El contrato de compra-venta a su nombre. Los comprobantes de transferencias bancarias. Recibos de remodelación. Cada papel era un recordatorio de cuánto había dado por esa casa… y de cómo se había borrado su lugar en ella.
Metió todo en una carpeta, respiró hondo y cerró la caja fuerte. Si no la querían en esa casa, pensó, entonces no merecían esa casa.
Cuando salió el sol, Emma ya estaba bañada, vestida y con el abrigo puesto. Tomó las llaves del carro, colgó su bolsa del brazo y salió de su pequeño departamento. No iba al hospital. Ese día tenía otra cita pendiente desde hacía mucho tiempo.

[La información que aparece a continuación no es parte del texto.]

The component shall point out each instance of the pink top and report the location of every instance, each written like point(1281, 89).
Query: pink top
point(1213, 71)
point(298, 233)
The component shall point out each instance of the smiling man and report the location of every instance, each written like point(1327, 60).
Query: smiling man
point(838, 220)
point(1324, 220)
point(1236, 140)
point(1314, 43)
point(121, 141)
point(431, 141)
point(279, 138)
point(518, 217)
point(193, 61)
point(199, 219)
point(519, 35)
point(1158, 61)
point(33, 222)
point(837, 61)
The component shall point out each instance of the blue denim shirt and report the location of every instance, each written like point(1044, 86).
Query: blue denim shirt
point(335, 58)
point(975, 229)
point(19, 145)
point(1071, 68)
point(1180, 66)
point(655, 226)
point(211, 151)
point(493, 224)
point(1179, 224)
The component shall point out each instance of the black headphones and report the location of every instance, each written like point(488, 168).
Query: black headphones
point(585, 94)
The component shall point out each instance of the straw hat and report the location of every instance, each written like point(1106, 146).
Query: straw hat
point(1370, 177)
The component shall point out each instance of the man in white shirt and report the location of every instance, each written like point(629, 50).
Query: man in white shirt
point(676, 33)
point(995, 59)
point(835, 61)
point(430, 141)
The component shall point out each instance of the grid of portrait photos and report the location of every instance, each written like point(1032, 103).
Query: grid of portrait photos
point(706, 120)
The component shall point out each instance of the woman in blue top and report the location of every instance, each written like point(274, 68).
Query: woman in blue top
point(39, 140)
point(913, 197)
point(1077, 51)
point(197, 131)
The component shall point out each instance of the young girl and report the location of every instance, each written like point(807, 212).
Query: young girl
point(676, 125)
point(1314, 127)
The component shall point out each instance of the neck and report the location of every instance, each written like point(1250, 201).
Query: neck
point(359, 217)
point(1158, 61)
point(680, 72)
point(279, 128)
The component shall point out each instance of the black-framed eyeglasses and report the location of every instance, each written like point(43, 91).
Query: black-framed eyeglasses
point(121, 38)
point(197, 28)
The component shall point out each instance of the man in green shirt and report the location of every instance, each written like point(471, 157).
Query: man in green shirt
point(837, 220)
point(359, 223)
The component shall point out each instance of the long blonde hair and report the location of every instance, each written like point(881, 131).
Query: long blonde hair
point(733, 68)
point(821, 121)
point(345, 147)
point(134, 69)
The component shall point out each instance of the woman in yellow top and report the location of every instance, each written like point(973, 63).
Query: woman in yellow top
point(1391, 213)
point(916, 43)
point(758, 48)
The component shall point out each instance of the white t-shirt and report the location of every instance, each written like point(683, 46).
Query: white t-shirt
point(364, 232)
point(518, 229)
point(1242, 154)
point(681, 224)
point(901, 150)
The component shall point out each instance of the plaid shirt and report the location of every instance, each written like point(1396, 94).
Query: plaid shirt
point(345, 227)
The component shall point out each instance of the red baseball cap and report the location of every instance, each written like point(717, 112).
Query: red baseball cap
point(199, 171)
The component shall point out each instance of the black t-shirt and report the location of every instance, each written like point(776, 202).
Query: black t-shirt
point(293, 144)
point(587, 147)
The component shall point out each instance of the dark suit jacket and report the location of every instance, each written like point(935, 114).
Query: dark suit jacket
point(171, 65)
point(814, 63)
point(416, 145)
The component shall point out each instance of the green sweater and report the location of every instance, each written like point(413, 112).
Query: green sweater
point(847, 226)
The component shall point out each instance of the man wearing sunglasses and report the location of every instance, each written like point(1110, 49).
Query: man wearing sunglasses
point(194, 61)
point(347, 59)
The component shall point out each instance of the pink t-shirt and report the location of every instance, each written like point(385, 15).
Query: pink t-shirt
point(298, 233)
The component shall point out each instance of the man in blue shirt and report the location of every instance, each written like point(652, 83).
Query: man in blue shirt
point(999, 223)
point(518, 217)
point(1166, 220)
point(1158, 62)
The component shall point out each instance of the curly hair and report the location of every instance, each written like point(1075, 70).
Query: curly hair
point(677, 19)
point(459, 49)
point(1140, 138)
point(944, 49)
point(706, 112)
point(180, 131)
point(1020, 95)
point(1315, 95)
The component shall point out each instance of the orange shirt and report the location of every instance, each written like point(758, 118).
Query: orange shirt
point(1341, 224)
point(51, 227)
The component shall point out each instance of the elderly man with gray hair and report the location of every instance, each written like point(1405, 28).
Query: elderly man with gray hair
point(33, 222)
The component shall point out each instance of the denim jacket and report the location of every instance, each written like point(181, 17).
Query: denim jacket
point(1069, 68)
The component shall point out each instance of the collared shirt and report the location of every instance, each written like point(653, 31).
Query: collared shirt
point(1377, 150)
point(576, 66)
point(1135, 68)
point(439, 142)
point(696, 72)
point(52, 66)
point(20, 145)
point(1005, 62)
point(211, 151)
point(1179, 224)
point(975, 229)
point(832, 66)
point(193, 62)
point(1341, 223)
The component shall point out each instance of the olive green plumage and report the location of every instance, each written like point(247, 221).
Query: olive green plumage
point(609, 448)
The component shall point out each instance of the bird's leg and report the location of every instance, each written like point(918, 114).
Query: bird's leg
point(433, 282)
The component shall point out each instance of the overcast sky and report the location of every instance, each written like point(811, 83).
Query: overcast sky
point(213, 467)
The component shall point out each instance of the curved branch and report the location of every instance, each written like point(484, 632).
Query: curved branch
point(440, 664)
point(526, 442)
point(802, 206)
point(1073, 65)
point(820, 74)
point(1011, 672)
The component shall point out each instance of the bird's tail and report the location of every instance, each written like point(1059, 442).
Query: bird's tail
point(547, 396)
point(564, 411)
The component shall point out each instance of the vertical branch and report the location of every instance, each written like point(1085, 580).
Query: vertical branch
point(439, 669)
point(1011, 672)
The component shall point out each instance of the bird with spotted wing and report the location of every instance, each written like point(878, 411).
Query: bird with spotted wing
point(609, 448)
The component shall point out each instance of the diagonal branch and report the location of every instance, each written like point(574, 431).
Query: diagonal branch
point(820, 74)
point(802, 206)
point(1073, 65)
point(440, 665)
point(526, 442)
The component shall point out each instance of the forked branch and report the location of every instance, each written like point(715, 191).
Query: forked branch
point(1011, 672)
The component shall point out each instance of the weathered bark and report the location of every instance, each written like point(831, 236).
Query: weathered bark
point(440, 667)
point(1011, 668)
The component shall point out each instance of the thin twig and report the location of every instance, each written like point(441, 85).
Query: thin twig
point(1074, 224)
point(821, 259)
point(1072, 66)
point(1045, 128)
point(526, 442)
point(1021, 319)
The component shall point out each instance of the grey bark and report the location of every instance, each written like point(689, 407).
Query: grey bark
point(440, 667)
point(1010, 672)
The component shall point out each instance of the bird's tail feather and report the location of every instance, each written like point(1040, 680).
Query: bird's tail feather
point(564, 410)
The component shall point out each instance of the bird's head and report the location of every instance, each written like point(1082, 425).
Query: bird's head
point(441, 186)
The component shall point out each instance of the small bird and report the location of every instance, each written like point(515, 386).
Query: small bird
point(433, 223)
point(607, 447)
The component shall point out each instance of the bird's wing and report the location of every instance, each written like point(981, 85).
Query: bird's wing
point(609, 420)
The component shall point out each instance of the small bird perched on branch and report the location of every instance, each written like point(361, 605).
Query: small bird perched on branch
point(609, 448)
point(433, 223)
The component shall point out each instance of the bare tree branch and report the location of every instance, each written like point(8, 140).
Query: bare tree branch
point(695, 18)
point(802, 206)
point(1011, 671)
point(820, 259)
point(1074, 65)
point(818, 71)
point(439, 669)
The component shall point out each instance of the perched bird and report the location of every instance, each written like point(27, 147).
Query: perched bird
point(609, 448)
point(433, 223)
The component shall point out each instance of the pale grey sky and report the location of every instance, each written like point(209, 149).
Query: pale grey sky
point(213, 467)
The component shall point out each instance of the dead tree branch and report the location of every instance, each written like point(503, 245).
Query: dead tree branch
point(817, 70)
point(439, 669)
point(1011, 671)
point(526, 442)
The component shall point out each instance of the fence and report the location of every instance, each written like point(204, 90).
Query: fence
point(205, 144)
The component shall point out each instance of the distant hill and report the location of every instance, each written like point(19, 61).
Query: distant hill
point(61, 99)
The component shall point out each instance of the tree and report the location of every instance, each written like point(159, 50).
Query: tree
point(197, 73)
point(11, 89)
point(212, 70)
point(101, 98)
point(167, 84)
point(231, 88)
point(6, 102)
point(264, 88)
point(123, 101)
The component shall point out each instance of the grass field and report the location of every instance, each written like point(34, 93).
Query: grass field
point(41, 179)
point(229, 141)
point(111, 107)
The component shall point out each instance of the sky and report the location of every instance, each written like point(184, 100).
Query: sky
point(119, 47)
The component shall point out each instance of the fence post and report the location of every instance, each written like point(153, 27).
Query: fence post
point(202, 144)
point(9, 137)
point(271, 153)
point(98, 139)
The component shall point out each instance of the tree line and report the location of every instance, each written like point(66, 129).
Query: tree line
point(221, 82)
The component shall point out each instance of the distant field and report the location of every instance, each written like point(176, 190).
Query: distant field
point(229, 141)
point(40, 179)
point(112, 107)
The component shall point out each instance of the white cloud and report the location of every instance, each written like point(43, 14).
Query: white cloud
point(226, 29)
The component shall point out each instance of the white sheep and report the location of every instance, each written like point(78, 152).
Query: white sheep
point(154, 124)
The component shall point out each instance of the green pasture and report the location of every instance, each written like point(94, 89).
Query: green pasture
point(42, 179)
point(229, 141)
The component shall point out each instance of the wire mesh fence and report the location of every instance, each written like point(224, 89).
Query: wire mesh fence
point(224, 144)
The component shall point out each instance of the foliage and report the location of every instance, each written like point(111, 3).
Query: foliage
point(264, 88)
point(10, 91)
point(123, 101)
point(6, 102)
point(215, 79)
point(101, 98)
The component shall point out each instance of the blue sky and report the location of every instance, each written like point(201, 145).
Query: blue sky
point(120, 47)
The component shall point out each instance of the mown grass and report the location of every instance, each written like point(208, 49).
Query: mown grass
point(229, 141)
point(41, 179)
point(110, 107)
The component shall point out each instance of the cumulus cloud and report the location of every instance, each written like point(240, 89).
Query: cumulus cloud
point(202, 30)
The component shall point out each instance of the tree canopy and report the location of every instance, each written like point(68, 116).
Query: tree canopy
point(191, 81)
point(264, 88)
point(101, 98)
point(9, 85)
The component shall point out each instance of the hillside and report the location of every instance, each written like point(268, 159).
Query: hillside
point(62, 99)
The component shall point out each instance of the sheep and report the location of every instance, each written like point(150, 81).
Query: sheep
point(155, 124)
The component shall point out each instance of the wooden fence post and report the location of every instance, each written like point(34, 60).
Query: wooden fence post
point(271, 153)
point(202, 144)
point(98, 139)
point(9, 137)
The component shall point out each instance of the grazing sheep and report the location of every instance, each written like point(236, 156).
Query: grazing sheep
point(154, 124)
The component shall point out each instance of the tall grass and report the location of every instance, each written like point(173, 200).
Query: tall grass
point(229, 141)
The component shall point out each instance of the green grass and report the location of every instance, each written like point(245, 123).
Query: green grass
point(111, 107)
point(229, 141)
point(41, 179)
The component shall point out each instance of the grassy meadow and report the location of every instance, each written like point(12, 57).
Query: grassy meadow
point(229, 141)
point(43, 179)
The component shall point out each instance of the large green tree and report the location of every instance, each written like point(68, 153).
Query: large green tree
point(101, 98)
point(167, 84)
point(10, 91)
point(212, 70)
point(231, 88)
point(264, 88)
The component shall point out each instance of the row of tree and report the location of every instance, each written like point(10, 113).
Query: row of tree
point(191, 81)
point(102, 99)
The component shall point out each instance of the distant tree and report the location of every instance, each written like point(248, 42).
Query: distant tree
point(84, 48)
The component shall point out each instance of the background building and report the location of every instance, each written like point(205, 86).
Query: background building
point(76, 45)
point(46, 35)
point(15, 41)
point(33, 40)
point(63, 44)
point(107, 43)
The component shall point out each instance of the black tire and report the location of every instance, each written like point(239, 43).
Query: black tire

El despacho del licenciado Daniel Pierce olía a café recién hecho y papel nuevo. La recepcionista la saludó con una sonrisa cansada; ya la había visto antes. Daniel salió a su encuentro, un hombre de unos cincuenta, de mirada tranquila pero firme.
“¿Lista, señora Emma?” preguntó él, invitándola a pasar.
“Más que lista”, respondió ella, sentándose frente al escritorio.
Meses atrás, cuando la situación en casa de Michael empezó a ponerse tensa, Emma había ido a consultar sus derechos sin decirle nada a nadie. En aquel entonces no quería problemas, sólo quería saber si, llegado el momento, podría defenderse. En el fondo, todavía tenía la esperanza de que las cosas mejoraran.
Pero el mensaje de la madrugada le dejó claro que, para ellos, ella no era familia. Sólo un estorbo conveniente.
Daniel revisó la carpeta con calma. El título de propiedad con el nombre completo de Emma, las transferencias de su cuenta, los pagos de remodelación.
“Todo está en orden”, dijo al final. “Usted es la única dueña.”
Emma asintió, apretando las manos sobre las rodillas.